Wednesday, September 6, 2006

Click on map text for any area.

Being very keen on getting to the Lankester Gardens, it seemed logical to take a tour that got us there and let us see some other things as well. So we booked an early tour that took us to the Irazu Volcano, the Orosi Valley and to Lankester Gardens.

The van picked us up about 8am and then picked up a couple from Dallas and we set out southward across San Jose.

These are just scenes snapped from the van as I tried to get a feeling for what the area was like.

Grocery cart and church in San Jose.
San Jose market and mountainside housing in the more open area between San Jose and Cartago.
More rural market in Cartago. Leaving Cartago and heading up the mountain toward Irazu.
The town crawled up the side of the mountain, but soon gave way to open fields. We saw a lot of food crops being grown, notably potatoes and onions.
As we climbed steeply up the mountainside, there were places where we could look back to the valley and see Cartago. We watched fieldwork in the sloping fields. It looked like they were digging potatoes.
High on the mountainside there were dairy farms and more cattle. It is pleasant slopes now, but in 1963, when Charles and Wanda were here on their year of language study, Irazu erupted all year. An underground reservoir somewhere near here burst out and took mudslides down the mountain.

We were now at high altitude and the air was cool. It almost had the feel of Switzerland to me.

We made it to the top at 11,200 ft (3432 meters officially). At left above is the mountain ridge to the north, and one of those peaks is the volcano Poas. At right above is the view eastward from the summit, and you can see the shoreline of the Atlantic ocean in the distance.

We came back down from the high summit to the observation area where you can walk to the edge and look down in the craters. One of the most fascinating things there was the "poor man's umbrella" plant with huge leaves. These plants were quite abundant around the edge of the crater. The other plant I had been intrigued with on the way in was the one giving brilliant patches of red among the green plants.

Up close, this flower showed some rough edges, but it certainly retained its brilliant red color. The plant reminded me a little of indian paintbrush, but it had broader petals and was more brilliant.

The whole hillside above the crater rim was covered with this luxuriant plant. I had never seen anything like it before.

I thought I was going to tear my attention away from these plants and look at the crater, but when I looked over the edge, there were my two new plant friends, hanging on the edge.

Well, OK, its just become theme and variation on the umbrellas and the red flowers with the green lake in the background.
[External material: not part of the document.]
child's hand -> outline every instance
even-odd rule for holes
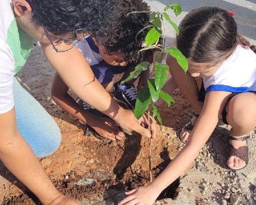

All of this was just natural, I think, but it surely produced some nice flower arrangements. The pinkish cluster is actually part of the umbrella plant I think - at least I saw such a cluster with lots of the umbrellas.

With the geometry of the crater and the position of the rails, there was just no way to get a picture of Brenda with the green lake of the crater in the background. So she is on the right, and t he thing she is looking at is on the left.

The crater with the lake is one crater out of three, and the other two left a broad flat area of sand, like a large beach on top of the mountain. You can see the visitor headquarters up the angled road from the "beach", to the right of the forest of antennas that take advantage of the fact that this is the highest point around.

The bright-colored birds of the jungle were hard to photograph, but this fellow posed nicely on our way to the van.

We enjoyed the ride back down the mountain to Cartago. We now knew what to expect and could look for things we missed on the way up. It had cleared up a bit, so we got good views of the valley. In the view below, I'm not sure whether that is San Jose or Cartago, but our guide mentioned seeing both of them from the mountain.

The rich volcanic soil on the slopes of Irazu was certainly under intensive cultivation. This looks like a large potato field.

One more view over the cultivated land to the central valley where lie San Jose, Cartago, and a large fraction of the population of the country.

Two yokes of what you might call oxen, but we grew up calling them just brahmin cattle.